Distributed Recovery Configuration
This page details the configuration for distributed job recovery in AsyncEndpoints, which enables automatic recovery of stuck jobs in multi-instance deployments.
Overview
Distributed recovery is a critical feature for production environments where multiple application instances are running. It automatically detects and recovers jobs that have become stuck due to worker failures, network issues, or other unexpected events.
Distributed Recovery Configuration Properties
EnableDistributedJobRecovery
- Type:
bool - Default:
true - Description: Enables or disables the distributed job recovery mechanism
- Impact: Controls whether stuck jobs are automatically recovered
// Enable distributed recovery (default)
recoveryConfiguration.EnableDistributedJobRecovery = true;
// Disable distributed recovery (not recommended for production)

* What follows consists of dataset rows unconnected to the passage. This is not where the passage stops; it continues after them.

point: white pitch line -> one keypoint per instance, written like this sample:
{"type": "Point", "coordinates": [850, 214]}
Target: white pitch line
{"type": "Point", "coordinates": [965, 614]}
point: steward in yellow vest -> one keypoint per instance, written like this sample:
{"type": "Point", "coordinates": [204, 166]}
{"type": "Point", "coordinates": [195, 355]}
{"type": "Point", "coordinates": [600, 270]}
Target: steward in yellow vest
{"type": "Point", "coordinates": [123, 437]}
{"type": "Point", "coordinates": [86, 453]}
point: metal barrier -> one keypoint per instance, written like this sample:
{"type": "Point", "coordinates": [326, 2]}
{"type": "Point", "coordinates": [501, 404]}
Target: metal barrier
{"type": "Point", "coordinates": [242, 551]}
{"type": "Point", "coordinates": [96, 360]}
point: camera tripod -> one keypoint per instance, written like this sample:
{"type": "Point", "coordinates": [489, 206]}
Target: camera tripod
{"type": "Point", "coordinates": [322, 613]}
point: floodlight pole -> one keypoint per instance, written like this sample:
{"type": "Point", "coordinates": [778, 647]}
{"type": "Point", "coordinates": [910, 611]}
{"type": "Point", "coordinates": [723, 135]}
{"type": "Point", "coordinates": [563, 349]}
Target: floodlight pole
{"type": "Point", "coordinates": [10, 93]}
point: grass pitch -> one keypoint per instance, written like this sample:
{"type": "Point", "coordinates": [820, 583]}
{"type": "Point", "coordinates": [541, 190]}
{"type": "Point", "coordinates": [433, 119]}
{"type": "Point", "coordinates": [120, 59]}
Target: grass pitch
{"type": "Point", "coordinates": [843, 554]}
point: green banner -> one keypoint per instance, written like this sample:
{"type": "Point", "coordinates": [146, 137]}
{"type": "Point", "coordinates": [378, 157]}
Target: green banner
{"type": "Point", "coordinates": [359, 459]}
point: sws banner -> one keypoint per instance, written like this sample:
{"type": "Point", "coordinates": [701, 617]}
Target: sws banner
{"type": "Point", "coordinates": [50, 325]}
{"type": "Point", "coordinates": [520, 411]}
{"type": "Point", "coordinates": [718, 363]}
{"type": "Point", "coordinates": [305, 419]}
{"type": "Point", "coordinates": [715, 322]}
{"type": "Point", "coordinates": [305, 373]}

recoveryConfiguration.EnableDistributedJobRecovery = false;
JobTimeoutMinutes
- Type:
int - Default:
30(30 minutes) - Description: Timeout in minutes after which a job in progress is considered stuck
- Impact: Determines how long to wait before considering a job as needing recovery
// Short timeout for fast operations
recoveryConfiguration.JobTimeoutMinutes = 10;
// Standard timeout (default)
recoveryConfiguration.JobTimeoutMinutes = 30;
// Long timeout for long-running operations
recoveryConfiguration.JobTimeoutMinutes = 120;
RecoveryCheckIntervalSeconds
- Type:
int - Default:
300(5 minutes) - Description: Interval in seconds between recovery checks
- Impact: Affects how frequently the system checks for stuck jobs
// Frequent checks for fast recovery
recoveryConfiguration.RecoveryCheckIntervalSeconds = 60; // 1 minute
// Standard interval (default)
recoveryConfiguration.RecoveryCheckIntervalSeconds = 300; // 5 minutes
// Less frequent checks to reduce resource usage
recoveryConfiguration.RecoveryCheckIntervalSeconds = 1800; // 30 minutes
MaximumRetries
- Type:
int - Default:
3 - Description: Maximum number of retries for recovered jobs before marking as failed
- Impact: Controls how many recovery attempts are made for stuck jobs
// No retries for recovered jobs
recoveryConfiguration.MaximumRetries = 0;
// Standard retry count (default)
recoveryConfiguration.MaximumRetries = 3;
// More retries for critical operations
recoveryConfiguration.MaximumRetries = 5;
Configuration Setup
Basic Recovery Configuration
builder.Services.AddAsyncEndpointsWorker(recoveryConfiguration =>
{
recoveryConfiguration.EnableDistributedJobRecovery = true; // Default: true
recoveryConfiguration.JobTimeoutMinutes = 30; // Default: 30 minutes
recoveryConfiguration.RecoveryCheckIntervalSeconds = 300; // Default: 5 minutes
recoveryConfiguration.MaximumRetries = 3; // Default: 3 retries
});
Conservative Recovery Configuration
builder.Services.AddAsyncEndpointsWorker(recoveryConfiguration =>
{
recoveryConfiguration.EnableDistributedJobRecovery = true;
recoveryConfiguration.JobTimeoutMinutes = 60; // Longer timeout to avoid false positives
recoveryConfiguration.RecoveryCheckIntervalSeconds = 600; // Less frequent checks (10 minutes)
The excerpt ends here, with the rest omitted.